Not guilty, just a pleasure. There’s a YT clip somewhere of Karen letting rip on the drums which is quite something. Also the guitar solo in Goodbye To Love is possibly one of the best ever. Richard told Tony Peluso to play the melody for five bars and then let rip, and didn’t he just do that. Perfect timing.
I wouldn’t have the courage to do this, like Homer eating flowers in the bathroom, Carpenters have been my secret shame. In some ways this Toppermost acts as an intervention: yes I love all those classic Carpenters tunes and the only thing that stopped me thinking about Karen Carpenter when I was 12 was either Olivia Newton John or my rugby league team winning the grand final (74/75, as Bowie would have put it..golden years indeed).
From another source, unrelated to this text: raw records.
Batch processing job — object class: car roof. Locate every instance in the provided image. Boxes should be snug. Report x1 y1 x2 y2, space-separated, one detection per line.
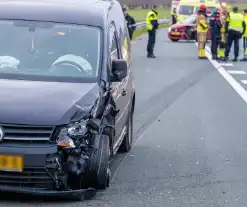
0 0 112 28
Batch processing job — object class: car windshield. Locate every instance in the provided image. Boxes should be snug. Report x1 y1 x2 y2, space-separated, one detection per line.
179 6 194 15
182 14 196 24
0 20 101 82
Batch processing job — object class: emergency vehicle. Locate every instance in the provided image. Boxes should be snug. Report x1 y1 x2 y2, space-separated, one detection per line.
177 0 220 22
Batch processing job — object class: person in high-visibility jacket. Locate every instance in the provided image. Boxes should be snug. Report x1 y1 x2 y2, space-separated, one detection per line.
218 8 227 60
210 8 222 59
146 5 159 58
241 9 247 61
224 7 246 61
171 8 178 24
196 4 208 59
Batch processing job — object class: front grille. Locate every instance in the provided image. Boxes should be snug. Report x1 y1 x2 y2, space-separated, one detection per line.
0 124 54 141
0 168 54 190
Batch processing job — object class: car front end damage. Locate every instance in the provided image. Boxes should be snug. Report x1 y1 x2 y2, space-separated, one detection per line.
0 92 117 197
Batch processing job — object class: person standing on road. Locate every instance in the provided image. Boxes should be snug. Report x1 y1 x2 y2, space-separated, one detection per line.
196 4 208 59
171 8 177 25
218 7 227 60
123 7 136 40
241 9 247 61
224 7 246 61
210 8 222 60
146 5 159 58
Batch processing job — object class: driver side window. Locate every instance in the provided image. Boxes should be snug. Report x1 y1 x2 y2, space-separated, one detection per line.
108 25 120 70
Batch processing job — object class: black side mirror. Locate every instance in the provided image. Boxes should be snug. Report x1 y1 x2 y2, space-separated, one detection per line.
110 59 128 82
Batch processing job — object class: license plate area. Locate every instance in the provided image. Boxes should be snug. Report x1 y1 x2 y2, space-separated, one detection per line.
0 155 24 172
172 32 180 35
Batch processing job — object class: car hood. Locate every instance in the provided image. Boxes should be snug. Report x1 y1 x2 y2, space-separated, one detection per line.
0 80 99 126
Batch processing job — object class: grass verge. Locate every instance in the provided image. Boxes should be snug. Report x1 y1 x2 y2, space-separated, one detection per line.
133 24 168 40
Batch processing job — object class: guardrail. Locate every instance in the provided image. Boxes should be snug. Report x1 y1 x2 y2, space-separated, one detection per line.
131 19 170 29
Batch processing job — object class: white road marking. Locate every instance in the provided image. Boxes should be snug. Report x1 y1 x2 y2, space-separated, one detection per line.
220 63 234 67
196 43 247 103
227 70 246 75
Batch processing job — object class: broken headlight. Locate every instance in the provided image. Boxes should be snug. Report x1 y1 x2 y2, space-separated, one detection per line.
57 120 88 148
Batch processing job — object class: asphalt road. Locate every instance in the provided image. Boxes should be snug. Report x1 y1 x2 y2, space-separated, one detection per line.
0 30 247 207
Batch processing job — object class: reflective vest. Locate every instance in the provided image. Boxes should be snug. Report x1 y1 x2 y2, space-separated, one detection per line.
146 11 158 30
196 14 208 32
228 12 244 32
244 14 247 37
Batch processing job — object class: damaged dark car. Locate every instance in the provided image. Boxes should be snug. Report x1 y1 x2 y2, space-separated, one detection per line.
0 0 135 199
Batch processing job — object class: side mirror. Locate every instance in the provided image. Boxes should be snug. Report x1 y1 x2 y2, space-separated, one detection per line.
110 59 128 82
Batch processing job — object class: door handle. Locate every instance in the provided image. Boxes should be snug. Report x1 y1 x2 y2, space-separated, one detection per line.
122 88 128 96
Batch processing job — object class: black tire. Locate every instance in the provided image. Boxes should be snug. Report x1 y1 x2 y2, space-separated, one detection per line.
87 135 110 189
118 110 133 153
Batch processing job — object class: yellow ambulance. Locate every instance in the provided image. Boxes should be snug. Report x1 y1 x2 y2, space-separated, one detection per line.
177 0 220 22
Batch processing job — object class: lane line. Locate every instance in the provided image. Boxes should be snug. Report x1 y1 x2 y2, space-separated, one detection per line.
195 43 247 103
227 70 246 75
219 63 234 67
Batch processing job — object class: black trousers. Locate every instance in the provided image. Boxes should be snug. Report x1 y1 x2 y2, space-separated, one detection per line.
211 33 221 55
147 29 156 54
225 30 241 58
243 37 247 58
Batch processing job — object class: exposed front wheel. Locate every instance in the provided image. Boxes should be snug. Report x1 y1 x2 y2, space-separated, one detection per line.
119 110 133 153
85 135 110 189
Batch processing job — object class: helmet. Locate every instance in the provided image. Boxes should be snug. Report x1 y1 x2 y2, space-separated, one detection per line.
200 4 207 12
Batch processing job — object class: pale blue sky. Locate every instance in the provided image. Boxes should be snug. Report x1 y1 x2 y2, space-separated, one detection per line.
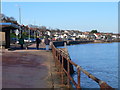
2 2 118 33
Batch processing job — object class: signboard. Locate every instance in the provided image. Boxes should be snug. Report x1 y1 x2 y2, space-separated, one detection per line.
15 29 19 35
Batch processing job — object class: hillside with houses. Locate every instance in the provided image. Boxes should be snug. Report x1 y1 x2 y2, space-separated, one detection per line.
0 14 120 45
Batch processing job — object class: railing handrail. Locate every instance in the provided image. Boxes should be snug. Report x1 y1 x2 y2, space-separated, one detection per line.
52 44 113 90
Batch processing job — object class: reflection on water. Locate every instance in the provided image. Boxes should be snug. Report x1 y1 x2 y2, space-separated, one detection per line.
63 43 118 88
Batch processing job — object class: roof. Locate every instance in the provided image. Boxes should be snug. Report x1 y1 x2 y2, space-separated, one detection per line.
0 23 19 28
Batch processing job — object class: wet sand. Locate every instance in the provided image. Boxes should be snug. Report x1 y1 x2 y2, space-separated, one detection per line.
0 45 60 88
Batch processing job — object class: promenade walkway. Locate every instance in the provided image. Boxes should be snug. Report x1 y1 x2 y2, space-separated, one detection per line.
0 44 61 88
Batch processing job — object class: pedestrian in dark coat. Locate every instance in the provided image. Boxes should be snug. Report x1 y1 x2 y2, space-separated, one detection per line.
45 38 50 50
36 37 41 49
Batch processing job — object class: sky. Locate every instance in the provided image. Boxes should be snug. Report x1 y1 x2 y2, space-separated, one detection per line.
2 2 118 33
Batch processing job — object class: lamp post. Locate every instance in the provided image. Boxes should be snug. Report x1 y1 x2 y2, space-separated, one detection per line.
16 5 22 37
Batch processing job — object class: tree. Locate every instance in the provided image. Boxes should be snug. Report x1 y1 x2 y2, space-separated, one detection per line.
91 30 98 33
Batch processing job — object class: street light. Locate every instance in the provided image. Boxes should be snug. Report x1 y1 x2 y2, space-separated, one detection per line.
16 5 22 37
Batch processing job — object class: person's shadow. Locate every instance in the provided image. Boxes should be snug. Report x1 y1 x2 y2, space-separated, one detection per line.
26 47 46 50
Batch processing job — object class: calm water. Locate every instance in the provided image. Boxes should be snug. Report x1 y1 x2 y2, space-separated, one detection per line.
60 43 118 88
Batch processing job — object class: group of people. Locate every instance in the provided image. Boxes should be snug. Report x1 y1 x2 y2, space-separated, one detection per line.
19 36 50 50
36 37 50 50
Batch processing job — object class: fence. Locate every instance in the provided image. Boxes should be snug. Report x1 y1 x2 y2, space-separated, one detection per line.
51 44 114 90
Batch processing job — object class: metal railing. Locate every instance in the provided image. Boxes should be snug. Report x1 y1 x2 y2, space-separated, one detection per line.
51 44 114 90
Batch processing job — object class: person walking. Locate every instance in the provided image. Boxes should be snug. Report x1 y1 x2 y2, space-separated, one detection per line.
36 36 41 50
45 38 50 50
19 37 24 49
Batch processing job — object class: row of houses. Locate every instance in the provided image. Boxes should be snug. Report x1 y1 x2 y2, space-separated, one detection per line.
0 14 120 47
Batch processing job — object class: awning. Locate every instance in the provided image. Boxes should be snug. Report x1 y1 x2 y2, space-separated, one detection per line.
0 23 19 29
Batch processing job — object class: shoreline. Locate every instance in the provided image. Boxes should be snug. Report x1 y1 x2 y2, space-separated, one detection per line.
53 40 120 47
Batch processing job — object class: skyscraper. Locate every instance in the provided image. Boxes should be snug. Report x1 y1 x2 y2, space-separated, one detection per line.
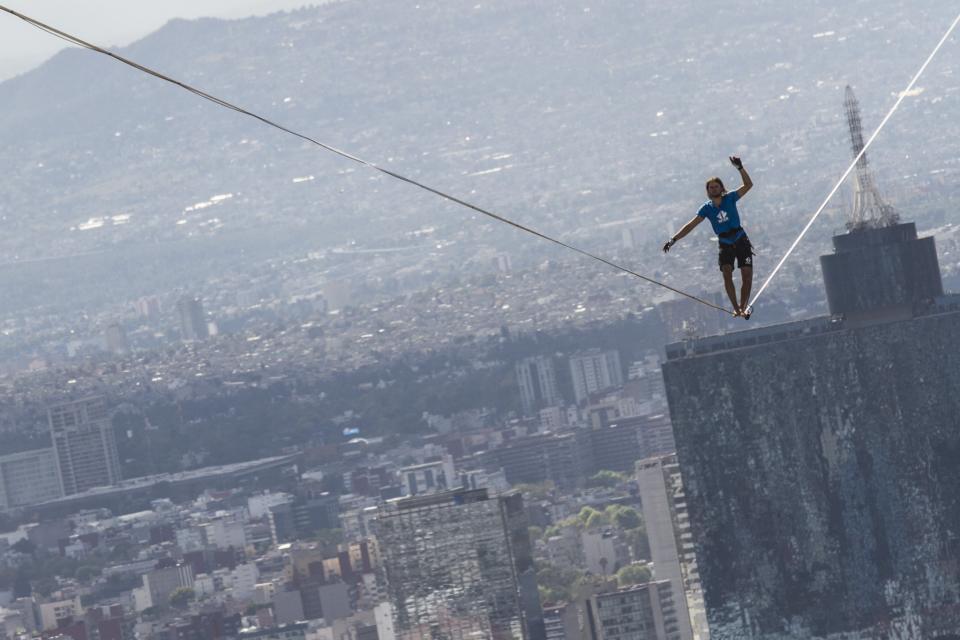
47 397 120 495
637 455 706 639
663 219 960 640
376 489 546 640
177 296 210 340
570 349 623 404
516 356 563 416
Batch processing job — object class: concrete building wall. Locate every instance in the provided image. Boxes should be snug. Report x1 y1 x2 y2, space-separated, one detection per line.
664 301 960 640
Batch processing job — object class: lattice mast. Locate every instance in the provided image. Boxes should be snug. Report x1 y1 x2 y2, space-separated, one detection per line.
843 85 900 231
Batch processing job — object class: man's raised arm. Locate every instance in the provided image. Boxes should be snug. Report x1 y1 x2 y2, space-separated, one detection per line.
730 156 753 198
663 216 703 253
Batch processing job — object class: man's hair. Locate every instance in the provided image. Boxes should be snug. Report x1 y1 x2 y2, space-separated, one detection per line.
704 176 727 191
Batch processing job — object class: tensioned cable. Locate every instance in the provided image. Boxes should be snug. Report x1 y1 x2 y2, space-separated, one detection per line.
0 4 734 315
747 14 960 313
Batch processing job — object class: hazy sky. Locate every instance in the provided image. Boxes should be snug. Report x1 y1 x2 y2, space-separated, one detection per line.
0 0 319 80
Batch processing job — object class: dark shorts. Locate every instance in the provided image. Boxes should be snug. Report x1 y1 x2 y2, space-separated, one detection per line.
720 234 753 269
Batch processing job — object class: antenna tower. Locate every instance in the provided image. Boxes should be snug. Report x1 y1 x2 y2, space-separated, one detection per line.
843 85 900 231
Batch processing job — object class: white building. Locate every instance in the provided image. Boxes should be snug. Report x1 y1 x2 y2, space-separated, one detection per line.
0 448 63 509
247 493 293 520
203 516 247 549
570 349 623 404
400 454 457 496
230 562 260 600
37 596 83 631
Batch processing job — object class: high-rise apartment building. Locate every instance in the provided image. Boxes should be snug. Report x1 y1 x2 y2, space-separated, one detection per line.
587 580 686 640
47 397 121 495
664 219 960 640
375 489 546 640
177 296 210 340
570 349 623 404
516 356 563 416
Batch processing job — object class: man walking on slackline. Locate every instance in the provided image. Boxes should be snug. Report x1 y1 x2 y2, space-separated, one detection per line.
663 156 753 320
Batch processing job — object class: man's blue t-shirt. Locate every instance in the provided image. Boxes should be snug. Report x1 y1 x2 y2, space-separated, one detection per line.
697 191 746 244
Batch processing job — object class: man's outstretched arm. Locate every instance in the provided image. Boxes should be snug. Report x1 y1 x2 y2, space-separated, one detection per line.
663 216 703 253
730 156 753 198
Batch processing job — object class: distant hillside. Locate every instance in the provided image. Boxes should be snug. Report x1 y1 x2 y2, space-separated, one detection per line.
0 0 958 310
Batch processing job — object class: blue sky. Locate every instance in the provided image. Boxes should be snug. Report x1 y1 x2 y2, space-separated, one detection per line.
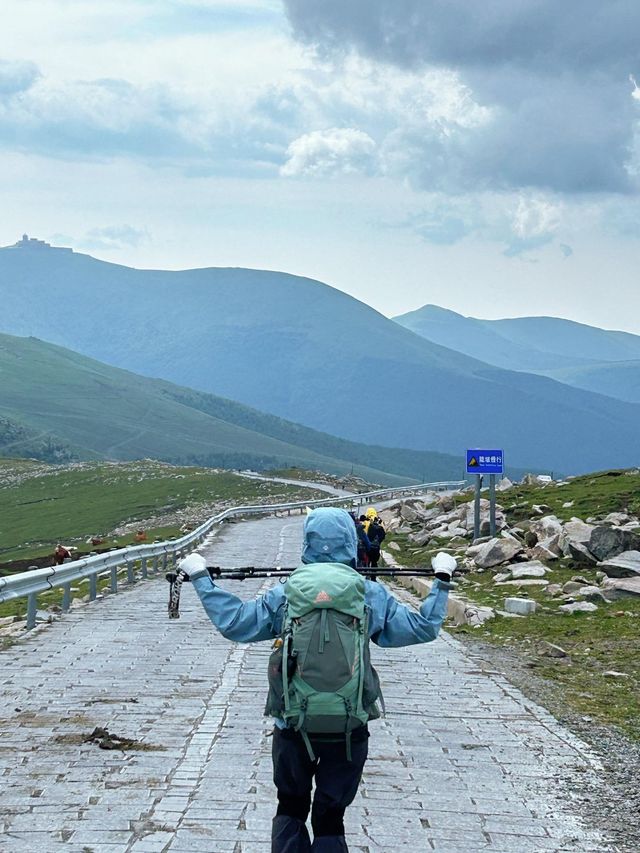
0 0 640 333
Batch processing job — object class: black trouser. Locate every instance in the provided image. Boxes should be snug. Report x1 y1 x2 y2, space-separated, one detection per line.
271 727 369 853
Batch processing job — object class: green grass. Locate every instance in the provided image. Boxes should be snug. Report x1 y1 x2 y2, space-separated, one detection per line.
450 561 640 740
385 506 640 740
465 469 640 523
0 459 326 563
0 333 459 485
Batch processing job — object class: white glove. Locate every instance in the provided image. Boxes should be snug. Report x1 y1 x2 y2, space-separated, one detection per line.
431 551 458 581
178 553 208 580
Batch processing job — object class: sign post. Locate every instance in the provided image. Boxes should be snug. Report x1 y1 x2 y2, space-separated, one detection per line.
467 448 504 539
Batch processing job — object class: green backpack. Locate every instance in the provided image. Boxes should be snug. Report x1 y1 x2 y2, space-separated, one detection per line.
265 563 384 761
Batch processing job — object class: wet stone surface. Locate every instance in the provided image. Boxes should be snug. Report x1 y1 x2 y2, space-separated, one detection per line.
0 517 616 853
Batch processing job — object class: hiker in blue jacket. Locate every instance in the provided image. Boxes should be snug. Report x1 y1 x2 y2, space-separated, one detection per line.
180 507 456 853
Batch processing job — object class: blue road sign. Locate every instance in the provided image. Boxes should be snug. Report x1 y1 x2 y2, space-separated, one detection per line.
467 448 504 474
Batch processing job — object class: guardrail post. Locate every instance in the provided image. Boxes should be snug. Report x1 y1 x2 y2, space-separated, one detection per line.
27 592 38 631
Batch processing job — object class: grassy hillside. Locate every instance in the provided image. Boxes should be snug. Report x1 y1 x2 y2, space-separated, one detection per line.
385 469 640 740
0 334 472 485
541 359 640 403
0 459 326 572
0 241 640 473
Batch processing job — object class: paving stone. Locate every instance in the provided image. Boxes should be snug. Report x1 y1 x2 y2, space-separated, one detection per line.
0 517 615 853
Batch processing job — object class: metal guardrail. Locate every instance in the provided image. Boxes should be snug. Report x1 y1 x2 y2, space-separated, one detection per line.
0 480 466 629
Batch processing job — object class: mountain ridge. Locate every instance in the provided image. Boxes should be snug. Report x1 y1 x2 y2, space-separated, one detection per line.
0 240 640 473
0 333 476 484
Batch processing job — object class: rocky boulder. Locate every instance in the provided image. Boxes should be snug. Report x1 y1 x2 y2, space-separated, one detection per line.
558 601 598 616
568 542 598 567
562 517 594 545
511 560 548 580
587 525 640 560
602 577 640 601
400 504 418 521
598 551 640 578
529 515 562 542
474 536 524 569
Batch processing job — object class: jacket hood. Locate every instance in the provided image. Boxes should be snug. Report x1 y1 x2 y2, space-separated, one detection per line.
302 507 358 566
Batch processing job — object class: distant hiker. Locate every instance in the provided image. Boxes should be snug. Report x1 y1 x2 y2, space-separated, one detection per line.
364 506 378 536
179 507 456 853
367 516 387 569
356 515 371 567
53 542 71 566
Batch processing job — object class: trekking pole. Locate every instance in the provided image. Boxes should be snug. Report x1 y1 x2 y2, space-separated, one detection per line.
165 566 469 619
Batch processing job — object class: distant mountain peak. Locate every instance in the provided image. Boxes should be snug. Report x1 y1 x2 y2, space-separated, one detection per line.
392 303 466 322
3 234 73 252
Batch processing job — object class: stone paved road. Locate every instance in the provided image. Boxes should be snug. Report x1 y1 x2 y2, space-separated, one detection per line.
0 518 615 853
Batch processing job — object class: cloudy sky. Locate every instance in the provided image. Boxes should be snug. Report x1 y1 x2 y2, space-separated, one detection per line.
0 0 640 333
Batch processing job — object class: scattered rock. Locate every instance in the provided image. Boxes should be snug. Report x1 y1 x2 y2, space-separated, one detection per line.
511 560 548 580
588 526 640 561
474 538 523 569
538 640 568 658
602 512 631 527
447 595 496 628
531 542 560 560
504 598 536 616
559 601 598 616
598 551 640 578
602 578 640 601
563 516 594 545
567 541 598 566
493 572 511 583
578 586 608 604
409 530 432 548
400 503 418 521
529 515 562 542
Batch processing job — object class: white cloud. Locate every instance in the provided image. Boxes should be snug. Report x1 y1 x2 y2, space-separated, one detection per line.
513 195 561 240
280 127 376 178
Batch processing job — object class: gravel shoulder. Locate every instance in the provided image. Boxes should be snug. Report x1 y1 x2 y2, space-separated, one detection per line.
455 633 640 853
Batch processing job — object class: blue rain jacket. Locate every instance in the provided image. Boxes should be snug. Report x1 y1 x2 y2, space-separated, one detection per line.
193 567 451 648
191 507 451 648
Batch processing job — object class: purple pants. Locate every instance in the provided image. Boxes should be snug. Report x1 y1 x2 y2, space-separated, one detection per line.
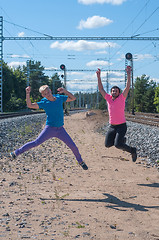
15 125 83 163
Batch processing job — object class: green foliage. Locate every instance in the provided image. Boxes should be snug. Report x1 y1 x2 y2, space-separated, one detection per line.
154 84 159 113
5 96 26 112
134 75 156 112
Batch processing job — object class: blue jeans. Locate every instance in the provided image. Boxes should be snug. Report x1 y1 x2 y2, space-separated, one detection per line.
15 125 83 163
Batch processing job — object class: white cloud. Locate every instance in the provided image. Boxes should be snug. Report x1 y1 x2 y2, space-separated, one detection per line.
133 54 154 61
18 32 25 37
117 53 154 61
11 54 30 58
8 62 26 68
95 50 107 55
50 40 118 52
86 60 113 67
78 0 127 5
77 16 113 30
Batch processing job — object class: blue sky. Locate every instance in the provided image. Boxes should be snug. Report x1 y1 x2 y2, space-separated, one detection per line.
0 0 159 92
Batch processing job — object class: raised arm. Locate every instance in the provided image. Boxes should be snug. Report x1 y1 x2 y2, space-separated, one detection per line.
57 88 76 102
26 86 39 109
96 68 106 98
123 66 131 98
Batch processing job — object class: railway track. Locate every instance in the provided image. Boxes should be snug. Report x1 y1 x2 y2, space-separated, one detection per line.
0 108 85 119
0 109 159 127
125 112 159 127
0 111 44 119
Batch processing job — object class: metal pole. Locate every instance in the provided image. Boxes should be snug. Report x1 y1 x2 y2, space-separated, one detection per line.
131 57 135 115
0 17 3 112
27 60 30 87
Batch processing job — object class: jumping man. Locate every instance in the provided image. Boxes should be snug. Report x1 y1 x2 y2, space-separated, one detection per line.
10 85 88 170
96 66 137 162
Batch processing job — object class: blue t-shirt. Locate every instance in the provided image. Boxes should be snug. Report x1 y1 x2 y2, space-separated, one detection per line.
37 94 68 127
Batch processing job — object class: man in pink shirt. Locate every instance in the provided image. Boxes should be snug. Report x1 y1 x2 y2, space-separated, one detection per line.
96 66 137 162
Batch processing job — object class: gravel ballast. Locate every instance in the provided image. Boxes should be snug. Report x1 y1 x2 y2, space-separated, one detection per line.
0 113 159 167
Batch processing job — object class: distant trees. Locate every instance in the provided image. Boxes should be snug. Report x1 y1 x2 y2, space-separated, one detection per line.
3 60 62 112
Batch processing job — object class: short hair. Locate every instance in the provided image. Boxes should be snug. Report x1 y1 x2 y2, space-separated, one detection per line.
111 86 120 93
39 85 49 93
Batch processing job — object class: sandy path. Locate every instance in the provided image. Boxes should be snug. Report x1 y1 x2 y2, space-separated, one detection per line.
0 111 159 240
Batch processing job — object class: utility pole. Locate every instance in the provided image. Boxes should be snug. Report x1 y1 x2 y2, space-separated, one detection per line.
27 60 30 87
125 53 135 115
0 16 159 112
0 17 3 112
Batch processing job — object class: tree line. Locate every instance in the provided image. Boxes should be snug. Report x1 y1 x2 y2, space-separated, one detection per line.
3 60 159 113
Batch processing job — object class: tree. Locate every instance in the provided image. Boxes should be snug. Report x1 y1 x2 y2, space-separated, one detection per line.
49 73 63 94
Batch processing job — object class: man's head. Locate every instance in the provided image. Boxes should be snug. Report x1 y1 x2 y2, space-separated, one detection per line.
39 85 52 100
111 86 120 99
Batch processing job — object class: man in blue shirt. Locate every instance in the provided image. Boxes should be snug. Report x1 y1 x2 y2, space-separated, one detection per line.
10 85 88 170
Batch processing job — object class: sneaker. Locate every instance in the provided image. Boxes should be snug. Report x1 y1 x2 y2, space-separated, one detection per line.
80 162 88 170
10 152 16 159
131 148 137 162
123 137 126 144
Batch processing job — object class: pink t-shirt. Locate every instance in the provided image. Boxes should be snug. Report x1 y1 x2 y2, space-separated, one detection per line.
105 93 126 125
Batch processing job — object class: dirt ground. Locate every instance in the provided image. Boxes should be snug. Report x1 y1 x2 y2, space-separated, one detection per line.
0 111 159 240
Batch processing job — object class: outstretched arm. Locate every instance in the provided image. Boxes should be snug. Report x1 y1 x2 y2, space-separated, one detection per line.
123 66 131 98
25 86 39 109
57 88 76 102
96 68 106 98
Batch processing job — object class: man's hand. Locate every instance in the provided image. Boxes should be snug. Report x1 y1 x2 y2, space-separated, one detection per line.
25 86 31 94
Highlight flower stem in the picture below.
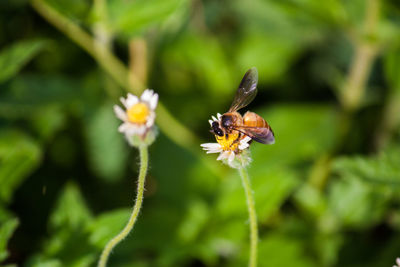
[239,167,258,267]
[98,146,149,267]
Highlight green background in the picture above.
[0,0,400,267]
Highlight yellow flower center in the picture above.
[126,102,150,124]
[215,133,239,151]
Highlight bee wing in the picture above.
[228,67,258,112]
[232,126,275,145]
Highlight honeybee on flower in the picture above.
[114,89,158,146]
[201,68,275,168]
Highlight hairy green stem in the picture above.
[98,146,149,267]
[341,0,380,112]
[239,167,258,267]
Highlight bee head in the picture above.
[211,121,224,136]
[221,115,233,128]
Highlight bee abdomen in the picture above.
[243,111,269,128]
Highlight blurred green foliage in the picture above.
[0,0,400,267]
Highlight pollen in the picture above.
[215,133,239,151]
[126,102,150,124]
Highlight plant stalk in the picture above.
[98,145,149,267]
[239,167,258,267]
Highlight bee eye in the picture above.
[221,115,232,127]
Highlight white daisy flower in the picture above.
[393,258,400,267]
[200,113,251,168]
[114,89,158,146]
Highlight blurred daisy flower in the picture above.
[114,89,158,146]
[201,113,251,169]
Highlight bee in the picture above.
[211,67,275,144]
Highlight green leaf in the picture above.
[384,49,400,91]
[178,200,210,243]
[0,40,45,83]
[109,0,186,37]
[0,131,41,202]
[237,32,300,83]
[0,218,19,262]
[329,177,390,229]
[45,0,92,21]
[86,104,129,181]
[162,34,234,94]
[217,168,297,221]
[333,147,400,187]
[252,234,315,267]
[0,74,80,119]
[88,209,131,249]
[31,183,96,267]
[49,183,92,229]
[251,104,338,168]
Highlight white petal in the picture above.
[118,122,129,133]
[146,111,156,128]
[240,135,251,144]
[114,105,128,121]
[140,89,153,103]
[119,97,128,108]
[239,143,250,150]
[126,93,139,108]
[149,94,158,110]
[228,151,235,163]
[200,143,222,150]
[217,151,229,160]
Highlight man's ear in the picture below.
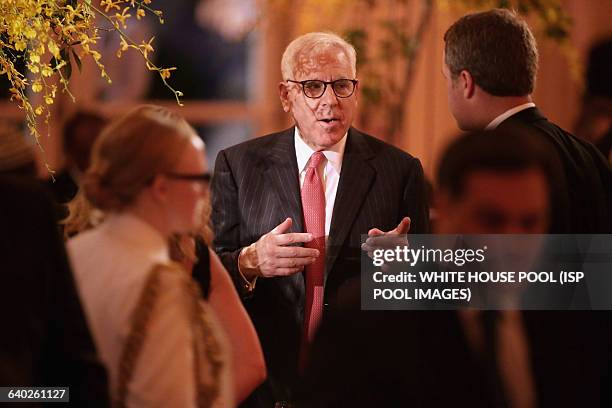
[278,82,291,112]
[149,175,168,202]
[459,69,476,99]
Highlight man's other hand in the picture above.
[238,218,319,280]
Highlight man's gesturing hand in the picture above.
[361,217,410,258]
[238,218,319,280]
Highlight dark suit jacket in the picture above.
[296,310,500,408]
[499,108,612,234]
[0,178,110,407]
[212,128,428,399]
[500,108,612,407]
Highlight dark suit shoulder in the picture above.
[220,127,294,158]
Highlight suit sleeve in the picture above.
[403,158,429,234]
[211,150,250,298]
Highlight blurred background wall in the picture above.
[0,0,612,177]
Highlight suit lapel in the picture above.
[264,128,303,236]
[325,128,376,277]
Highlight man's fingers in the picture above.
[270,218,293,234]
[390,217,410,234]
[274,232,312,245]
[368,228,385,236]
[274,266,304,276]
[274,258,316,269]
[275,246,319,258]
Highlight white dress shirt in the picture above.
[294,127,347,239]
[485,102,535,130]
[67,214,233,408]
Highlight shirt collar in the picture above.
[294,126,348,174]
[485,102,535,130]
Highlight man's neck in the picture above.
[479,95,532,129]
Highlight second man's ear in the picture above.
[459,69,476,99]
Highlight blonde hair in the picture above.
[281,32,357,80]
[63,105,207,236]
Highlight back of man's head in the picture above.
[437,129,559,199]
[444,9,538,96]
[435,130,560,234]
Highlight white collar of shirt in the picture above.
[485,102,535,130]
[294,126,347,174]
[100,212,170,263]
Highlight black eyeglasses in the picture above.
[164,173,210,183]
[287,78,358,99]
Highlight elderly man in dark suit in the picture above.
[212,33,428,406]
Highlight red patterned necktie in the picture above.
[302,152,325,353]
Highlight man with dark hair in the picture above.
[435,129,563,234]
[299,129,610,408]
[443,9,612,233]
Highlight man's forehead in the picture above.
[293,47,353,79]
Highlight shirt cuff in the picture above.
[238,247,258,295]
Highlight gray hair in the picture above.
[281,32,357,80]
I agree with every tune in this list, all superb. A couple of things, firstly Richard was a genius arranger, his work on Close To Me is one of the finest moments in 20th century popular music, even Burt B was in awe. Secondly his decision to get Karen right up close to the mic, apparently that’s how he captured that timbre, that exquisite warmth in her voice, she’s truly one of a kind as a singer. Thirdly, how did they take a bank ad and turn it into something as amazing as We’ve Only Just Begun? Finally as is usually the case, apparently things went pear shaped when she stopped playing drums both live and in the studio. As others have noted she was a superb drummer and musician, but when she stopped they lost that something special, and the rest we sadly know.
Michael, I’m impressed, thanks for every sha la la, every whoa whoa..
Born in 1960 Los Angeles, Karen and Richard lived right down the way in Downey, on Fidler, after their win in 66 of the Battle of the Bands at the Bowl then in 68, The All American College Show, success was not far away at that point, as a kid, I would hear them on the radio, and only 11 at the time, loved them, also at the time loving Olivia Newton John and Roberta Flack, but somehow Karen stood out among them all, her unique sound was melancholic, yet lively, she would draw me in, and I couldn’t let go, not even to this day, truly one of kind, will never be another, with the Maestro Richards arrangements, going to the top of the charts was inevitable, I believe there is a resurgence of their music today, as they didn’t require all the bells and whistles of today’s artist to produce an excellent sound, no all that Karen and Richard required was a Piano, a set of Drums, and a microphone, and their magic was made.